Покатаев почувствовал, что попал. Кузнецов довольно спокойно относился к выпадам против себя, но буквально зверел, когда дело касалось его живописи. Его дело было больше, чем он сам, это был его собственный, привычный, но грозный идол, и чужие не могли к нему лезть, лапать руками… Он грубо обрывал самые невинные шутки по поводу его работы, навсегда рвал с человеком, считавшим искусство забавой или способом добывания денег, и года три назад едва не убил Егора, который от скуки пририсовал к какому-то отцовскому рисунку углем — рядовому, подготовительному — усы и рожки. Кузнецов и теперь побагровел, надулся какими-то невиданными прежде жилами, зловеще сгорбился. «На быка он похож», — подумал Покатаев с тревогой.
— Значит, картинки мои дрянь, конъюнктура, — тихо заговорил Кузнецов, — годная лишь на то, чтобы кормить тебя и твой выводок? Значит, я алчный подлец, раз не позволяю себя грабить и наживаться на моей «мазне»?
— Кузя, Кузя, тише, — смиренно залепетал Покатаев, — ты не понял…

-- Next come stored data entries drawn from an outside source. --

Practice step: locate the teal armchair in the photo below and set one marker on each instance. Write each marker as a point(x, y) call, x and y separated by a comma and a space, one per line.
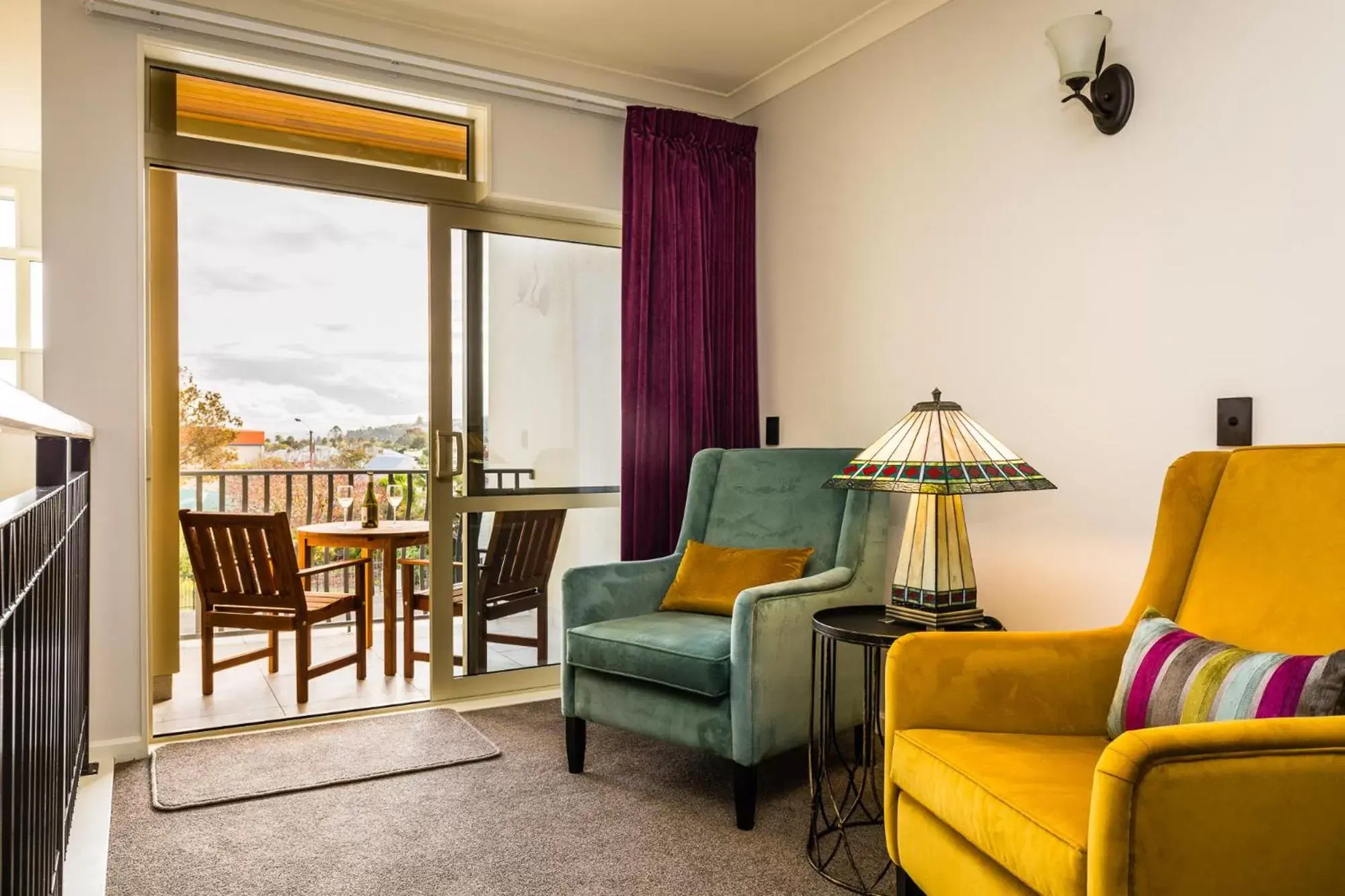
point(735, 686)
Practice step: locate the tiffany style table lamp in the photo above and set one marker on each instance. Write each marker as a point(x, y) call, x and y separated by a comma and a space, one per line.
point(939, 454)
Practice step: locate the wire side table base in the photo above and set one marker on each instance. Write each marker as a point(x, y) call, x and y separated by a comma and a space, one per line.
point(847, 790)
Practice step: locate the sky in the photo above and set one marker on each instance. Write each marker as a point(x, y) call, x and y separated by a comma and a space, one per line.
point(297, 303)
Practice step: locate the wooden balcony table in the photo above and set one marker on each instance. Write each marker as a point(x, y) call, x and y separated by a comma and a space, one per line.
point(391, 537)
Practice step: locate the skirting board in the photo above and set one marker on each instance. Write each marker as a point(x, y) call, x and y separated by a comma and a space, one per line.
point(87, 853)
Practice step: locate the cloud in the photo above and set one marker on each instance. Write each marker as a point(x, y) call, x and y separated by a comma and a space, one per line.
point(209, 279)
point(399, 389)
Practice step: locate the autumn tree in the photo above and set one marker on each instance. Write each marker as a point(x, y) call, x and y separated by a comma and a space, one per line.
point(205, 425)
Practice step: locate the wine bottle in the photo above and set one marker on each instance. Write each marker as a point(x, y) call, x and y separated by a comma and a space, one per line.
point(371, 510)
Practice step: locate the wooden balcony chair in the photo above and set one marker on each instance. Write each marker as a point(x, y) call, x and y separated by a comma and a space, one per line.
point(513, 580)
point(248, 576)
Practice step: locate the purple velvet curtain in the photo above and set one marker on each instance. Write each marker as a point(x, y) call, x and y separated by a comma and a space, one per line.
point(689, 360)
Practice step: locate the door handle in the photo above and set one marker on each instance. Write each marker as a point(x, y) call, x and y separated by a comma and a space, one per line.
point(459, 454)
point(451, 444)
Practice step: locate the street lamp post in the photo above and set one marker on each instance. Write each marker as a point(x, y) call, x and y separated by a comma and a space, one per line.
point(310, 442)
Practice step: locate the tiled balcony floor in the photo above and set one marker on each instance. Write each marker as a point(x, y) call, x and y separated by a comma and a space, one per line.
point(248, 693)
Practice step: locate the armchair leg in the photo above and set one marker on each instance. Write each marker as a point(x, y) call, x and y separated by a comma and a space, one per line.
point(744, 795)
point(576, 739)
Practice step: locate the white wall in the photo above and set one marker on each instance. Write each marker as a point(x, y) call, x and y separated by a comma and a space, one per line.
point(21, 158)
point(21, 83)
point(93, 190)
point(930, 216)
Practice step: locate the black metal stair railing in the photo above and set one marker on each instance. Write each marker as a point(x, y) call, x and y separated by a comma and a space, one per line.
point(44, 666)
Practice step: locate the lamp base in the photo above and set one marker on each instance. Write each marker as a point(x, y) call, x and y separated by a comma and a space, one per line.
point(931, 619)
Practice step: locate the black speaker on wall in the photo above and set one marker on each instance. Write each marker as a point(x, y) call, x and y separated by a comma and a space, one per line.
point(1235, 423)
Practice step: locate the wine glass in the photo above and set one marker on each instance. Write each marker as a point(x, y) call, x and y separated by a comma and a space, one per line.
point(345, 497)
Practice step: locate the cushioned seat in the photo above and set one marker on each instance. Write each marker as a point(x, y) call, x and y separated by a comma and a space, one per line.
point(689, 651)
point(1022, 799)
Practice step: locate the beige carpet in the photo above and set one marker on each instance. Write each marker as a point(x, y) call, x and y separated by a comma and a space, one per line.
point(646, 818)
point(227, 770)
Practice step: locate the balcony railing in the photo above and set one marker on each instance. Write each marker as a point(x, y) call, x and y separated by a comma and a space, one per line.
point(44, 649)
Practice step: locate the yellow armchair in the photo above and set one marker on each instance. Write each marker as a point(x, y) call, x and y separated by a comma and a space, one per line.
point(1001, 778)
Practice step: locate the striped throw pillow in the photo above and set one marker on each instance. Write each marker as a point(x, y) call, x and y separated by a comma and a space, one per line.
point(1172, 677)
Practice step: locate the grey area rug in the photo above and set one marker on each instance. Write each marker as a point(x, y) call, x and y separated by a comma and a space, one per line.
point(646, 818)
point(227, 770)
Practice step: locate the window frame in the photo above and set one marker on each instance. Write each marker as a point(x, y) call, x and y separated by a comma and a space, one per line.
point(24, 350)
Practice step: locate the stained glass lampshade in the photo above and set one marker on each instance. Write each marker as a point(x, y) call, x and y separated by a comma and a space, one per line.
point(939, 454)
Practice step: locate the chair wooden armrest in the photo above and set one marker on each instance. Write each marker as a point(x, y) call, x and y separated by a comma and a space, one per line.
point(423, 561)
point(333, 567)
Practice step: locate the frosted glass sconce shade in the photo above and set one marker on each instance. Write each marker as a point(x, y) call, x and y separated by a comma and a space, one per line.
point(1078, 42)
point(1081, 48)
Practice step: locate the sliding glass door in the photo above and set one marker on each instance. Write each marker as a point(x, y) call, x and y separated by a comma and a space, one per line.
point(529, 442)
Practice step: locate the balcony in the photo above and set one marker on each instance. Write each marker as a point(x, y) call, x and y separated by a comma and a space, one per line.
point(249, 693)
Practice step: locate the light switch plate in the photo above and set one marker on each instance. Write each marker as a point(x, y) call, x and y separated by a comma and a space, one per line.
point(1235, 423)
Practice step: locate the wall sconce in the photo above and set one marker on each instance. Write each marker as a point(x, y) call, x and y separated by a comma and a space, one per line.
point(1081, 41)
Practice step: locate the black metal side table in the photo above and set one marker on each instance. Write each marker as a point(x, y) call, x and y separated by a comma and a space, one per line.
point(851, 797)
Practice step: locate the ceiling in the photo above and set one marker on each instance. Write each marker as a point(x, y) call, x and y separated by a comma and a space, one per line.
point(722, 57)
point(716, 46)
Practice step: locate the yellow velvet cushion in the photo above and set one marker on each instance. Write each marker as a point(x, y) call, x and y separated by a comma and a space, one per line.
point(709, 579)
point(1022, 799)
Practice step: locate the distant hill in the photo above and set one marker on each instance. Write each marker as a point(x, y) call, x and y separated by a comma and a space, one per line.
point(392, 432)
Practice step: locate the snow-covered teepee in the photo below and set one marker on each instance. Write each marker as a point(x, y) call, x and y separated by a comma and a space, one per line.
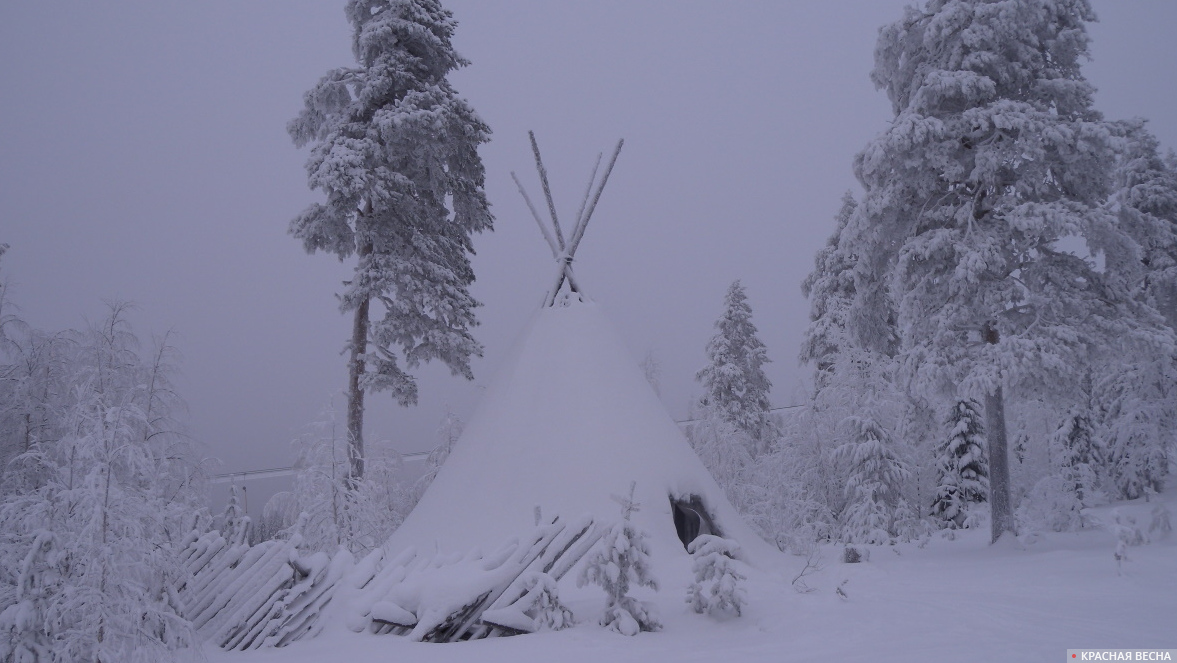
point(570, 422)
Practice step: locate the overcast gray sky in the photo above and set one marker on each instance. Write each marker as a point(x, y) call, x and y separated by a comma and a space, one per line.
point(144, 157)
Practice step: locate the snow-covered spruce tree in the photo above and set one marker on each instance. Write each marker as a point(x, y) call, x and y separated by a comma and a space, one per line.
point(619, 561)
point(875, 476)
point(333, 508)
point(1138, 416)
point(88, 562)
point(850, 379)
point(718, 587)
point(1136, 396)
point(725, 451)
point(396, 154)
point(733, 382)
point(1145, 200)
point(995, 159)
point(830, 289)
point(1076, 453)
point(961, 465)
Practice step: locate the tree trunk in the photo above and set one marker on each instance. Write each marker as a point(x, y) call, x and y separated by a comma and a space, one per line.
point(356, 392)
point(1001, 512)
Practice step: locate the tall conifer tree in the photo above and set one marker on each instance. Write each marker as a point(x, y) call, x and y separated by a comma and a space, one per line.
point(735, 380)
point(993, 165)
point(396, 154)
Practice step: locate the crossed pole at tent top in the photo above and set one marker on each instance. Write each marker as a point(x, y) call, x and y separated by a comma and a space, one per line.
point(564, 251)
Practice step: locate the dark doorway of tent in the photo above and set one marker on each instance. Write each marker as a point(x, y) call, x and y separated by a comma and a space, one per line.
point(691, 518)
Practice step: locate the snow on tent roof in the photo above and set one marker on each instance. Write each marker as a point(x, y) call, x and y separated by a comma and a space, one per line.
point(569, 422)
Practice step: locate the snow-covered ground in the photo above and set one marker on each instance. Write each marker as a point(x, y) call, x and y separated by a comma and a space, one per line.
point(948, 601)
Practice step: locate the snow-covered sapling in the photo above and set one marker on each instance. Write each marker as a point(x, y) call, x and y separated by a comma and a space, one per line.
point(1162, 523)
point(718, 587)
point(545, 608)
point(1123, 528)
point(620, 559)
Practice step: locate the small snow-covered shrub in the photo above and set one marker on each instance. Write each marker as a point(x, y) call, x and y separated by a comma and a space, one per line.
point(1161, 524)
point(853, 555)
point(715, 567)
point(1123, 526)
point(1125, 530)
point(1050, 505)
point(908, 524)
point(546, 609)
point(622, 558)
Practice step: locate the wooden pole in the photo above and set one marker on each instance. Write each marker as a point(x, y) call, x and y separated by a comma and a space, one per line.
point(547, 190)
point(534, 214)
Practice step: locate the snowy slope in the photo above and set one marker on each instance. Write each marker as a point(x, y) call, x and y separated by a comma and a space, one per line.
point(569, 422)
point(950, 601)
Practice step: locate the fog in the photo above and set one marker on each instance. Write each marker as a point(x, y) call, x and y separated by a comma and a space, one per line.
point(144, 157)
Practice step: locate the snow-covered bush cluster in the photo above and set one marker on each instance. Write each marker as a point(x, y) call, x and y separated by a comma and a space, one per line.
point(98, 491)
point(338, 509)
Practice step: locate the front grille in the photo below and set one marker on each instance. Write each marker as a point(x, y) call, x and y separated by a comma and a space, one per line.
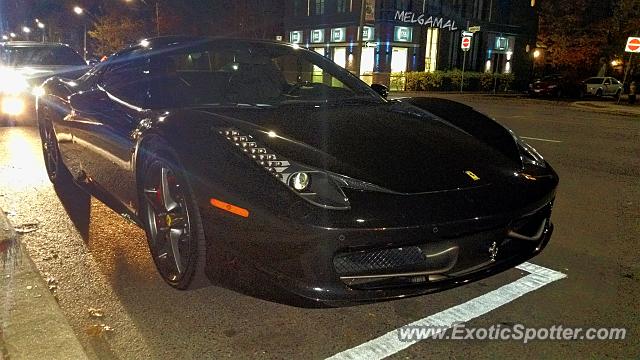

— Нет, я как раз понял! Ты мою работу считаешь дрянью, сморканьем, вроде твоей тухлой торговлишки ананасами. Конъюнктура! И это говоришь… ты? Ты ведь за всю свою жизнь не произвел ничего, кроме дерьма в унитазе! Продался вздорной уродине за сервизы и мебеля! Чтобы в сорок лет подавать тапочки тестю и покорно подставлять задницу для очередной порки! Друга обокрал! И ты надеешься, что тебя будут и впредь терпеть, жалеть, сопли твои утирать? Была у Инны кошка, которая гадила под диваном и которую жалко было выбросить, слишком долго жила в доме, притерпелись. Но это до меня было. Я не терплю гадливых кошек. Ты уйдешь, но не завтра, а прямо сейчас. Как хочешь — хоть пешком. Всё!